A remarkable feminist history and biography that features fragments from the five-decade career of an iconic artist.
First as a doe-eyed ingenue with 'As Tears Go By', then as a gravel-voiced phoenix rising from the ashes of the 1960s with a landmark punk album, Broken English, and finally as a genre-less icon, Marianne Faithfull carved her name into the history of rock 'n' roll to chart a career spanning five decades and multiple detours. In Why Marianne Faithfull Matters, Tanya Pearson crafts a feminist account that explains the musician's absence from the male-dominated history of the British Invasion and champions the eclectic late career that confirmed her redemption.
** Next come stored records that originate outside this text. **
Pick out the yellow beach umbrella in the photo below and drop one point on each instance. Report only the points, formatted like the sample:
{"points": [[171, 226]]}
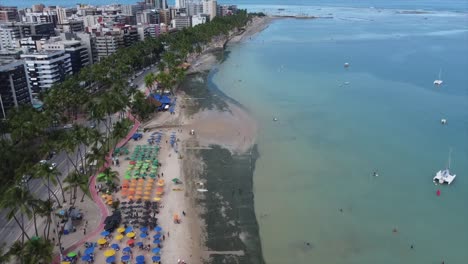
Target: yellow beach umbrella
{"points": [[109, 253]]}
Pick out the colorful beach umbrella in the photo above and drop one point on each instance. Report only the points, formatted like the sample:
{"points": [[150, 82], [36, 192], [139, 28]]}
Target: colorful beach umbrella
{"points": [[127, 249], [89, 251], [115, 246], [109, 252]]}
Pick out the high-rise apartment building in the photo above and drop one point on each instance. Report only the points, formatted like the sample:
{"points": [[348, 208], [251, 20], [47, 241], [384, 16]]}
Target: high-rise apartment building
{"points": [[46, 68], [210, 8], [79, 56], [14, 86], [9, 14], [9, 37], [108, 43]]}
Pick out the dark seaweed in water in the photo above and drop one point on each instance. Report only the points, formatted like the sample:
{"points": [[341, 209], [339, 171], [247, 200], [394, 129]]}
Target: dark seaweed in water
{"points": [[229, 206]]}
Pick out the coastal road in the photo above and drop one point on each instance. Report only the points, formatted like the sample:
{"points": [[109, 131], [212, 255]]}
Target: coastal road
{"points": [[9, 230]]}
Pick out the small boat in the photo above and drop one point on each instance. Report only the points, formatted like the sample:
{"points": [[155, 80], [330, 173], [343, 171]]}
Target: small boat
{"points": [[444, 176], [438, 82]]}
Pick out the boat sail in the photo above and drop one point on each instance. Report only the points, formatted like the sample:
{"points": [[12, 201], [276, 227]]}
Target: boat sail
{"points": [[444, 176], [439, 82]]}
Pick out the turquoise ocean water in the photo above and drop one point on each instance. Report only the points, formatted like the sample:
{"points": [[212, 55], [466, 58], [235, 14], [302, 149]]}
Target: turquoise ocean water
{"points": [[336, 126]]}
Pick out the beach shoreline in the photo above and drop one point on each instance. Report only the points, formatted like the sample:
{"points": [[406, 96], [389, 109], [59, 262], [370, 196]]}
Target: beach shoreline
{"points": [[224, 130]]}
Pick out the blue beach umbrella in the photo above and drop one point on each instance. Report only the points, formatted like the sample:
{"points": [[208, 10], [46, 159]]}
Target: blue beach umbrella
{"points": [[127, 249], [89, 251], [110, 259], [115, 246]]}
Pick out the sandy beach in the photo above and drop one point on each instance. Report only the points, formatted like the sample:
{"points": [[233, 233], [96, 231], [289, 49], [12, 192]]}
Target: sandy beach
{"points": [[231, 128]]}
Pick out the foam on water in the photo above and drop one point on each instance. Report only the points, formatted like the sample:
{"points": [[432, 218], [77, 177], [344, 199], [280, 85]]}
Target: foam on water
{"points": [[319, 156]]}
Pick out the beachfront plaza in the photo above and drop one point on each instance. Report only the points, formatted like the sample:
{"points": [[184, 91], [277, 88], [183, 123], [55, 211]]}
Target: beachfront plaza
{"points": [[135, 230]]}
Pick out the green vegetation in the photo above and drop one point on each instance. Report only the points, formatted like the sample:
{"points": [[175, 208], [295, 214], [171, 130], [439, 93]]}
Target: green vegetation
{"points": [[98, 94]]}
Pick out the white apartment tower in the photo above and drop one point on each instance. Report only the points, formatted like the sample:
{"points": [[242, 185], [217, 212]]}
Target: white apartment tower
{"points": [[46, 68], [210, 8]]}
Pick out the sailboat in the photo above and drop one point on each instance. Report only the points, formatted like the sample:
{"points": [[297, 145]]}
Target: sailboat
{"points": [[444, 176], [438, 82]]}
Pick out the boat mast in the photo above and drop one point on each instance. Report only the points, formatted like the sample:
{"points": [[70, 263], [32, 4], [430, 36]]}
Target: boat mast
{"points": [[450, 158]]}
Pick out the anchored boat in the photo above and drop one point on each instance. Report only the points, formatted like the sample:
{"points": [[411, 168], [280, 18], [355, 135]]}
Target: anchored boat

Putting memoir on equal footing with biographical history, Pearson writes about Faithfull as an avid fan, recovered addict, and queer musician at a crossroads. She's also a professional historian unafraid to break from the expectations of the discipline if a "titty-centred analysis" or astrology can illuminate the work of her subject. Whether exploring Faithfull's rise to celebrity, her drug addiction and fall from grace as a spurned "muse", or her reinvention as a sober, soulful chanteuse subverting all expectations for an aging woman in music, Pearson reaffirms the deep connections between the listeners and creators and reveals, in her own particularly way, why Marianne Faithfull matters.